KogoLab Research & Review

遊ぶように生きる。Vivi kiel Ludi.

誰のための報告書?

 年度末は報告書の季節でもある。自動的に報告書作成の予算が付いている場合もあるし、特別に予算を獲得したために報告書作成の義務が生ずる場合もある。いずれにしても、なかなかおっくうな仕事である。書く仕事というのは、まとまった時間が必要なので、卒論や入試業務や新年度への準備などでばたばたしているこの時期には本来はふさわしくない仕事といえよう。たとえば夏休みに報告書を書いてしまうというのはいい方法かもしれない。しかし、そんなことをする人はいない。

 年度の押し詰まった時期に書こうとするからいけないのだ、ということに気がつけば、節目節目で投稿論文や大会発表、または研究会のレポートとして書いておいて、年度末にはそれを取りまとめるだけという計画的な方法を採るだろう。こうしておけば、年度末報告書では目次を書くだけでいい。報告書のためだけに新しく原稿を起こすことがおっくうな理由の一つには、それが業績リストにも載せられないということがある。査読を受けているわけでもないし、専門を同じくする人たちの前で発表されたわけでもないからだ。とすれば、すでに公の場で発表されたものを収録するのは正当な報告書の作り方だといえる。

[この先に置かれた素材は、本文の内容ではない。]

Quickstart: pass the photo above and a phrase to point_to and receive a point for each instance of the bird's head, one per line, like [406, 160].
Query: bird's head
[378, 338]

 報告書のために書いた原稿を元にして、論文を書いたり、研究会報告をするという逆の手順もあり得る。しかし、年度末の報告書はそれまでにやった仕事の総まとめという意味合いがあるから、逆の手順はそぐわないかもしれない。また、論文や報告の「すでに公表されたものではないこと」という基準に引っかかる場合もある。

 論文ばかりが発表の形態ではない。本や雑誌記事でもいいし、解説やチュートリアルでもいいし、ワークショップの資料でもいいし、またマニュアルという形もある。講演録や座談会記録なんてのもある。こうして見てみると、どんな形態であれ、ちゃんとドキュメントの形にしておくことが大切だ。ドキュメントになっていれば、あとでいろいろな形式に加工することができる。とはいえ、一仕事終わったあとで、それをドキュメントとして整理加工しておくのは面倒だ。だからついついそのまま書類を「超整理袋」に詰め込んで本棚に立てておしまいにしてしまうのである。しかし、仕事が終わった時点でのもう一仕事が後々役に立つ。

 このWeb日記もそういう意味で、日々のドキュメント化である。